Japan Cheered by Manufacturer Data

TOKYO -- Giving a rare glimmer of hope to Japan's limping economy, the Bank of Japan announced Monday that confidence at recession-hit manufacturers improved slightly during the past three months, bouncing back from record lows.

In a closely watched quarterly report, the central bank said business sentiment at small manufacturers had improved since the last survey to minus 53. Medium-sized manufacturers were also more optimistic, with sentiment there improving to minus 48.

The survey measures the percentage of firms seeing business conditions improve minus the percentage seeing conditions worsen.

In the previous report, sentiment at small companies was at minus 56 and that at medium-sized companies at negative 52, the lowest level for both categories since the bank began compiling the "tankan'' survey in 1967.

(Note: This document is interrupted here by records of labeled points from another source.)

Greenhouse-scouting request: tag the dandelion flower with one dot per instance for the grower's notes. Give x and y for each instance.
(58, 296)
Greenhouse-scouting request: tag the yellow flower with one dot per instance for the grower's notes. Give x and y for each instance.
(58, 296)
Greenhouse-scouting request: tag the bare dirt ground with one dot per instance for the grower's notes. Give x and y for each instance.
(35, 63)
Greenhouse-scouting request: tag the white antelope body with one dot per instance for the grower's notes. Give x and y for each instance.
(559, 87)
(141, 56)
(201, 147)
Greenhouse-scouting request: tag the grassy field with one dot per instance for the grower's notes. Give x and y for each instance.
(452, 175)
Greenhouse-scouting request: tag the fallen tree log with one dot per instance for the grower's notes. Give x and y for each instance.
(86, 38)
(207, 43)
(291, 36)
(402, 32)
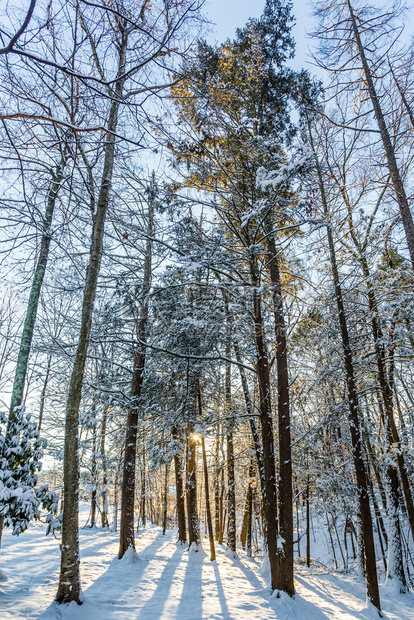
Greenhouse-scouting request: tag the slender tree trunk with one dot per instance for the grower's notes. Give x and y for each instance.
(126, 530)
(165, 501)
(217, 519)
(231, 490)
(286, 526)
(263, 373)
(143, 489)
(208, 507)
(354, 416)
(104, 514)
(249, 406)
(33, 303)
(94, 477)
(43, 393)
(182, 534)
(194, 537)
(386, 140)
(308, 560)
(69, 581)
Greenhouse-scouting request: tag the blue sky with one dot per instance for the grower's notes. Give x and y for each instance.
(231, 14)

For large manufacturers, the confidence measurement fell to a negative 47, down from negative 49 in December. The December figure was the worst since February 1994.

Manufacturers also predicted that business sentiment would show more improvement by the time of the next survey.

The report suggested that the government's massive economic stimulus measures were beginning to break Japan's economic slide, but analysts said the survey still revealed glaring weaknesses in corporate sentiment.

In particular, they said predictions by big companies that capital spending would decline by 9.4 percent this fiscal year - up from projections of a 5.4 percent drop for the last fiscal year - indicated that domestic demand was unlikely to recover anytime soon.

The capital spending figure was "worse than most people expected and it really drives home the fact that companies continue to retrench aggressively," said Kenneth Landon, a strategist at Deutsche Bank.

"If companies aren't spending, then the people who work there won't spend either," he added.

Economists surveyed by Dow Jones Newswires had anticipated a bigger rise in confidence among large manufacturers, forecasting a minus 45 in the central bank's latest poll.

The tankan report was accompanied by other economic data that indicated continued struggles for the Japanese economy.

Japan's Management and Coordination Agency announced that average household spending tumbled 3.8 percent in December, further dimming hopes for an upswing in consumption.

Meanwhile, the country's Economic Planning Agency said that the February index of leading indicators of the economy stood at 42.9, below the boom-or-bust threshold of 50.0 for the second straight month.

Nevertheless, many analysts took any improvement in corporate sentiment as a positive sign for the economy.

"The data confirm that the economy has begun to bottom and that its outlook is expected to improve," said Masatoshi Sato, manager of the investment information group at Kankaku Securities.

The bank changed its tankan format starting with this survey. It sampled 9,433 companies and classed them as large, medium-sized and small. Before, small- and medium-sized businesses were surveyed together.

The improving numbers come as Japan struggles with its worst recession since World War II. Unemployment has risen to all-time highs, bankruptcies have soared, consumer spending has shriveled and growth continues to decline.